Supporters argue this measure is necessary to stop voter fraud which has proven to be practically nonexistent in Wisconsin's history.
"The truth is that the bill’s supporters want to impose as many roadblocks as possible to make it more difficult for certain segments of the population to vote," Senator Risser pointed out.
"Wisconsin should work to find ways to strengthen election procedures and voter turnout without erecting additional barriers to disenfranchise our citizens," Senator Risser said.
State Senator Alberta Darling (R-River Hills) issued the following statement after she voted in favor of legislation to require voters to show a photo ID at the polls:
“Voting is our most sacred right and we must do all we can to ensure the integrity of our elections. Wisconsin voters need a guarantee that their votes count, because every fraudulent vote cancels out a legitimate vote. Voter ID is a common sense way to reduce voter fraud and protect the ballot box.”
Senator Lena Taylor (D-Milwaukee) fiercely opposes the legislation her Republican colleagues voted for "that would directly cause massive disenfranchisement on the countless number of minorities, elderly, disabled, and low-income families around Wisconsin."
“There is no reason to suppress the vote, to implement a poll tax, to make GOP responsible for the reincarnation of Jim Crow Laws” says Senator Taylor.
Senator Taylor says "the Voter Suppression Bill will have life long effects on people who are not able to sign a poll list or pay for an ID due to disability, financial challenges or mobility. This bill also affects universities severely by requiring the campuses to issue an ID every two years, a cost to the defunded UWSystem under GOP leadership, thereby mandating higher spending."

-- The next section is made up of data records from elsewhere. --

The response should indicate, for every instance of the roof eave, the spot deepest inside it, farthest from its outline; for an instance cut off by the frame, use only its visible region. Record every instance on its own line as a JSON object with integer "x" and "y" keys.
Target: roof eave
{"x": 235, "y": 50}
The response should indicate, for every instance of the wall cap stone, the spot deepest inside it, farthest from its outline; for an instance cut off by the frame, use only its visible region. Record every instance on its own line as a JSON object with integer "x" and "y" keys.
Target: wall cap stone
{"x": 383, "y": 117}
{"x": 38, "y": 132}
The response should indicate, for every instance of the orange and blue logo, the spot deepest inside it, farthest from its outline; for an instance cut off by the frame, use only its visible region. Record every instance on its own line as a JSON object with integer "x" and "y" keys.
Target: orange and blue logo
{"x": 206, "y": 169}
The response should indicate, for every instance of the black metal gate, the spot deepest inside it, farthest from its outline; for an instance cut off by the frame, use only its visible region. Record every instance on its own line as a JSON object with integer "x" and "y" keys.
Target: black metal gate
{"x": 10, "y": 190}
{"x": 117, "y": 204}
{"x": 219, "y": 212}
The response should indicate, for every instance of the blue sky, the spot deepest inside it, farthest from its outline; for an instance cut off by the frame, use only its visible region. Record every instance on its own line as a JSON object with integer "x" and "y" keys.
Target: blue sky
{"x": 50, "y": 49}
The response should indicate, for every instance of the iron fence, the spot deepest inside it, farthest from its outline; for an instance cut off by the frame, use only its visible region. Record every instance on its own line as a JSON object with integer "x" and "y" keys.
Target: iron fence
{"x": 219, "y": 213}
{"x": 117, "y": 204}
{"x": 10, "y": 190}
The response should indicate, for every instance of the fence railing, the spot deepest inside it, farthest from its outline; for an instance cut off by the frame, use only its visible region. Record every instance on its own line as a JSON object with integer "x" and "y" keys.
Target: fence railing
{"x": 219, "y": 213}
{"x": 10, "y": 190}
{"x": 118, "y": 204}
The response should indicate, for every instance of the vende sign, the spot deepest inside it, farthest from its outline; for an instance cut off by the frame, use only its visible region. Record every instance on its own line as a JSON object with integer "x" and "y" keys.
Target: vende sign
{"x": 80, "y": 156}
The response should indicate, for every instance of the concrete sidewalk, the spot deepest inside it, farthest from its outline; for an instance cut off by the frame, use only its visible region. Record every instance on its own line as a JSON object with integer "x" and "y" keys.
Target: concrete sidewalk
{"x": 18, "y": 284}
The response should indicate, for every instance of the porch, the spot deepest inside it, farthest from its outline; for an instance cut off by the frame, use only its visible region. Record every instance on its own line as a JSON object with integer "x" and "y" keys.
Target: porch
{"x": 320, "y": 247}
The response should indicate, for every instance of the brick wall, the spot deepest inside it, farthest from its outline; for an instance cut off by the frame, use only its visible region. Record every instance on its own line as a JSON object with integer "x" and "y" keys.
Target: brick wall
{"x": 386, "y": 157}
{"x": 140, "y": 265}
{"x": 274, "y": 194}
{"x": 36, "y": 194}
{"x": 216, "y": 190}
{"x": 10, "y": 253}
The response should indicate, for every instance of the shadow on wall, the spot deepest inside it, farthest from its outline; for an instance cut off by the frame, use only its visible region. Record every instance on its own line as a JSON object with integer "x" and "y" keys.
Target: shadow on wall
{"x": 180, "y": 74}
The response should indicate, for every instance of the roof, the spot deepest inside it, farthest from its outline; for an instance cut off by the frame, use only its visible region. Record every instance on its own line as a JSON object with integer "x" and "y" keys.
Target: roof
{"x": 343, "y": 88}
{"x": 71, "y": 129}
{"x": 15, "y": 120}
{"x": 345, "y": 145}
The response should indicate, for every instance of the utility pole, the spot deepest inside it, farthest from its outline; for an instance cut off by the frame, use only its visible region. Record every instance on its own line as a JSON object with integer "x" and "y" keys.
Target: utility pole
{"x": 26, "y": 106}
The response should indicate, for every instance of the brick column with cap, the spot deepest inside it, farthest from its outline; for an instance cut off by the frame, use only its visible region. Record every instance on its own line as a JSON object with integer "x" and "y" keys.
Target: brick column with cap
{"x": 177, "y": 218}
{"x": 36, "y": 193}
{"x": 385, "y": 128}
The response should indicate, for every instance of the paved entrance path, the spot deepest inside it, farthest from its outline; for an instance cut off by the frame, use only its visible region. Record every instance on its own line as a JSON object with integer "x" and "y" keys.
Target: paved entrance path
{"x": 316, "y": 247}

“Its one of the most restrictive bills to limit access to a constitutional right- the right to vote; and in this bill the GOP drives us backwards. In fact, so far backwards, I feel like we are back at Dred Scott,” Senator Taylor exclaimed.
Supporters say the Voter D law requires voters to prove who they are and that they are legally able to vote by applying for and presenting a Voter ID Card before they are given a ballot.

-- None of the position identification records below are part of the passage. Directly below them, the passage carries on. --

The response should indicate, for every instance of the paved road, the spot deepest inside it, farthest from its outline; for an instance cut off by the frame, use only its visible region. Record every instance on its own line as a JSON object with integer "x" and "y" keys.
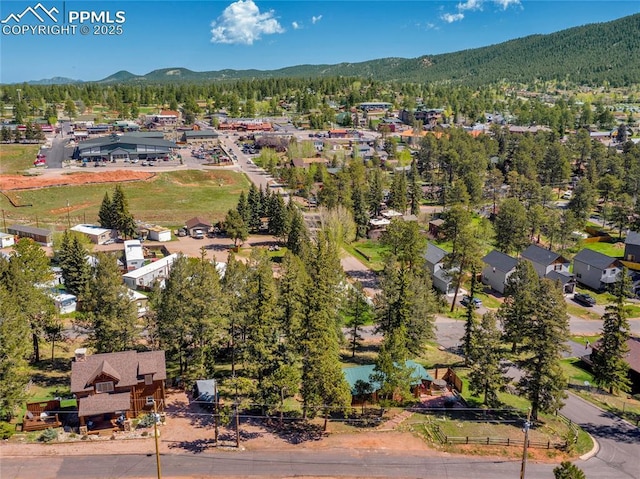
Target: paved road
{"x": 619, "y": 441}
{"x": 327, "y": 464}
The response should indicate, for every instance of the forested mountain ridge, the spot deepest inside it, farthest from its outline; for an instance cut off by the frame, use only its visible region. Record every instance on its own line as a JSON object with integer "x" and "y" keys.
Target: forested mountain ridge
{"x": 592, "y": 54}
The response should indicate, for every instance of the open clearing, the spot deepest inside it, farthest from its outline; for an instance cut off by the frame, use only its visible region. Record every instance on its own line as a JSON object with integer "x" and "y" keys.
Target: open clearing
{"x": 165, "y": 198}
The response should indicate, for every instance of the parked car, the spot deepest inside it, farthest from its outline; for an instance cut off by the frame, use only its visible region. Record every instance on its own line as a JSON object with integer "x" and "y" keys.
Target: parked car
{"x": 466, "y": 299}
{"x": 584, "y": 299}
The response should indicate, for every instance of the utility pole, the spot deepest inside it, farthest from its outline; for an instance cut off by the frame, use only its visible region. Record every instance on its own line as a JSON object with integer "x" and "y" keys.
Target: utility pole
{"x": 525, "y": 429}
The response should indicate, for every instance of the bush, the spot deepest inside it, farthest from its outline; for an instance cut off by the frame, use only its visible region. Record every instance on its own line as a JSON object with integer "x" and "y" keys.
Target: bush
{"x": 6, "y": 430}
{"x": 48, "y": 435}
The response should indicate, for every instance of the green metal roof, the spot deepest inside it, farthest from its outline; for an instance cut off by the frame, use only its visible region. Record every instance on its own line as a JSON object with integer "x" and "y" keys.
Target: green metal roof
{"x": 363, "y": 373}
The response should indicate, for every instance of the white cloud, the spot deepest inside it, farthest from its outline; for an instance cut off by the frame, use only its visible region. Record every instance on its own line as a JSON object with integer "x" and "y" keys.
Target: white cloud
{"x": 243, "y": 23}
{"x": 471, "y": 5}
{"x": 452, "y": 17}
{"x": 507, "y": 3}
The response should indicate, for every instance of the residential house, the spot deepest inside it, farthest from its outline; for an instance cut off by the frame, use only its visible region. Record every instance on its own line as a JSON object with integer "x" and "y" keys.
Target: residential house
{"x": 134, "y": 255}
{"x": 632, "y": 247}
{"x": 440, "y": 276}
{"x": 147, "y": 275}
{"x": 6, "y": 240}
{"x": 110, "y": 385}
{"x": 595, "y": 270}
{"x": 498, "y": 267}
{"x": 195, "y": 224}
{"x": 39, "y": 235}
{"x": 96, "y": 234}
{"x": 544, "y": 260}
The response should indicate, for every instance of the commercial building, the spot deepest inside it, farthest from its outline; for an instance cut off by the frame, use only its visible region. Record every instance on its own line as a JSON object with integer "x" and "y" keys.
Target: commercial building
{"x": 124, "y": 148}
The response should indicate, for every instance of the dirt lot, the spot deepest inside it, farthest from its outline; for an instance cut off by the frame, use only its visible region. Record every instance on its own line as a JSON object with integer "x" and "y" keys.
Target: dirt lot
{"x": 63, "y": 177}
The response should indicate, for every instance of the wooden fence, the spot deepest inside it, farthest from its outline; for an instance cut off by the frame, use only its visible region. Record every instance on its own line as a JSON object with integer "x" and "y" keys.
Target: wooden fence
{"x": 493, "y": 441}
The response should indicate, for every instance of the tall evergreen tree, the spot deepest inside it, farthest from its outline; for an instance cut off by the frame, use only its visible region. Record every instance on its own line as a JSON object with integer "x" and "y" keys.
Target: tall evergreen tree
{"x": 518, "y": 308}
{"x": 543, "y": 381}
{"x": 487, "y": 375}
{"x": 323, "y": 383}
{"x": 610, "y": 369}
{"x": 76, "y": 270}
{"x": 398, "y": 194}
{"x": 28, "y": 271}
{"x": 124, "y": 221}
{"x": 261, "y": 334}
{"x": 106, "y": 216}
{"x": 415, "y": 189}
{"x": 358, "y": 313}
{"x": 14, "y": 350}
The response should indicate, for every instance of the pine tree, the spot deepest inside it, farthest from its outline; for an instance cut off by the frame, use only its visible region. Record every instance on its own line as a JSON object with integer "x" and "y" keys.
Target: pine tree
{"x": 14, "y": 350}
{"x": 518, "y": 308}
{"x": 470, "y": 324}
{"x": 543, "y": 381}
{"x": 28, "y": 268}
{"x": 487, "y": 375}
{"x": 297, "y": 236}
{"x": 358, "y": 313}
{"x": 567, "y": 470}
{"x": 235, "y": 227}
{"x": 610, "y": 369}
{"x": 398, "y": 195}
{"x": 415, "y": 189}
{"x": 109, "y": 314}
{"x": 76, "y": 270}
{"x": 323, "y": 383}
{"x": 406, "y": 301}
{"x": 255, "y": 208}
{"x": 260, "y": 327}
{"x": 243, "y": 208}
{"x": 375, "y": 194}
{"x": 293, "y": 286}
{"x": 123, "y": 219}
{"x": 278, "y": 217}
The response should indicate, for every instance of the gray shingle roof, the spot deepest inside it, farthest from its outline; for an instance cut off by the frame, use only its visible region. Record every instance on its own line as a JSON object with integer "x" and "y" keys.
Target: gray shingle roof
{"x": 500, "y": 261}
{"x": 126, "y": 367}
{"x": 595, "y": 259}
{"x": 536, "y": 254}
{"x": 125, "y": 140}
{"x": 562, "y": 276}
{"x": 434, "y": 254}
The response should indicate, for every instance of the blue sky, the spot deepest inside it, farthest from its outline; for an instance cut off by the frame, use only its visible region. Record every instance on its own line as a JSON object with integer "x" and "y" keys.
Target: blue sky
{"x": 244, "y": 34}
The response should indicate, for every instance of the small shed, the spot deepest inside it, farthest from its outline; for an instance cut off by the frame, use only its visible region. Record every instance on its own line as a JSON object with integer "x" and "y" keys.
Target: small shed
{"x": 197, "y": 223}
{"x": 159, "y": 233}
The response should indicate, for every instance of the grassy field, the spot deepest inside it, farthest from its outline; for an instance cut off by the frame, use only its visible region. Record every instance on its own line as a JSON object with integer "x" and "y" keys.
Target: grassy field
{"x": 14, "y": 159}
{"x": 169, "y": 199}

The bill was passed after two days of debate, extreme rhetoric and delay tactics from the minority and disruptions from Capitol protesters.
“The dignity of the institution, and the results of the election, used to matter to both the majority and the minority party. Today, the Democrats made it clear they just don’t care anymore," Republican Senator Scott Fitzgerald said.
“First, they fled to Illinois instead of doing their jobs. Then, they allowed their allies to shout down and interrupt the Democratic process. Then, they refused to follow the rules of the Senate they know full well. When protesters shouted down a Republican press conference today, one actually told the Democrat Senators ‘we ran them out for you.’ They might as well have high-fived each other," Senator Fitzgerald said.
“Sooner or later, I hope the Democrats grow up and remember that they’re legislators, and stop posing for the cameras and playing to their base," Senator Fitzgerald continued.
“Last session, I didn’t agree with the Democrats’ constant job killers, tax hikes and special interest giveaways. But I didn’t get my friends to pack the galleries, yell ‘shame’ at my fellow legislators and pretend the Senate rules apply only when it’s convenient," said Senator Fitzgerald.
“Photo ID is a reasonable, overdue election reform. Someone who votes legally deserves to know that their vote matters and isn’t getting cancelled out by someone else’s fraud,” Senator Fitzgerald explained.
One Wisconsin Now Executive Director Scot Ross says the law Governor Walker is expected to sign next week is the nation's most restrictive voter ID law.
“The history books will condemn the anti-American and unconstitutional action by Gov. Scott Walker and the Republican controlled legislature to deny eligible voters their sacred right to vote," Ross said.
"Ultimately, this will cost Wisconsin not only our fair and clean elections, but also millions of additional tax dollars when a court rules against them for damages for denying legal voters the right to vote,” said Ross.